USO DE ANTIBIÓTICOS
Todo e qualquer medicamento deve ser ministrado à ave com muita cautela. Os antibióticos são úteis e necessários no controle das infecções, porém, podem alterar ou destruir a flora intestinal, composta predominantemente por microrganismos Gram-positivos, deixando a ave com baixa imunidade, o que a torna mais susceptível a infecções secundárias por bactérias resistentes, anaeróbios e levedura. Comprometem também potencialmente o fígado, ocasionando lesões hepáticas.
O primeiro passo na seleção de um antibiótico é certificar-se se é necessário o seu uso no tratamento. Aves de companhia muitas vezes exibem sinais inespecíficos de doença, e o veterinário deve estar certo se há presença de infecção e identificar seu foco antes de utilizá-lo. É muito importante a escolha do medicamento, a dosagem adequada e o período necessário para o tratamento. Se os sinais clínicos são vagos ou inespecíficos, dados laboratoriais podem complementar/confirmar a suspeita.
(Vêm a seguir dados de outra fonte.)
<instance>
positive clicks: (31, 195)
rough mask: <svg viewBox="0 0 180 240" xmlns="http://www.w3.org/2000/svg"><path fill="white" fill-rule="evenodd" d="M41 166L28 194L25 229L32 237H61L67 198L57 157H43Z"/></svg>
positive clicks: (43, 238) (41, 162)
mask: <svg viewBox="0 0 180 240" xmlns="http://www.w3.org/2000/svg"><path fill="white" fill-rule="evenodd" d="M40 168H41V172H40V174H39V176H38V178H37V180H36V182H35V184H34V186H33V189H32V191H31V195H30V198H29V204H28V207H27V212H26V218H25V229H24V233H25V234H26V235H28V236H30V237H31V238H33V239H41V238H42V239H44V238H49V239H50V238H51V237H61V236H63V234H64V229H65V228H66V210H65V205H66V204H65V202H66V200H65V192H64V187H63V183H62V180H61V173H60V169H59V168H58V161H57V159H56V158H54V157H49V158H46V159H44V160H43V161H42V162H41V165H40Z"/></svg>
As aves são muito sensíveis aos efeitos imunossupressores dos corticosteróides, e seu uso não é geralmente recomendado.
O uso de antibióticos, na maioria das vezes, é feito de forma indiscriminada, sem aval de veterinário, por decisão própria ou indicação de quem já fez seu uso.
Para ajudar na proteção do fígado, durante o uso de antibióticos, é importante oferecer à ave protetor hepático, tais como :
LEGALON SUSPENSÃO (farmácia humana)
0,5ml para 100ml de água, no bebedouro, ou 2 gotas direto no bico a cada 8 horas.
ORNITAGIM (farmácia humana)
2ml para 100ml de água.
FLORATIL (farmácia humana)
Diluir 1 envelope em 1 colher de sobremesa de água e dar 3 gotas a cada 48 horas.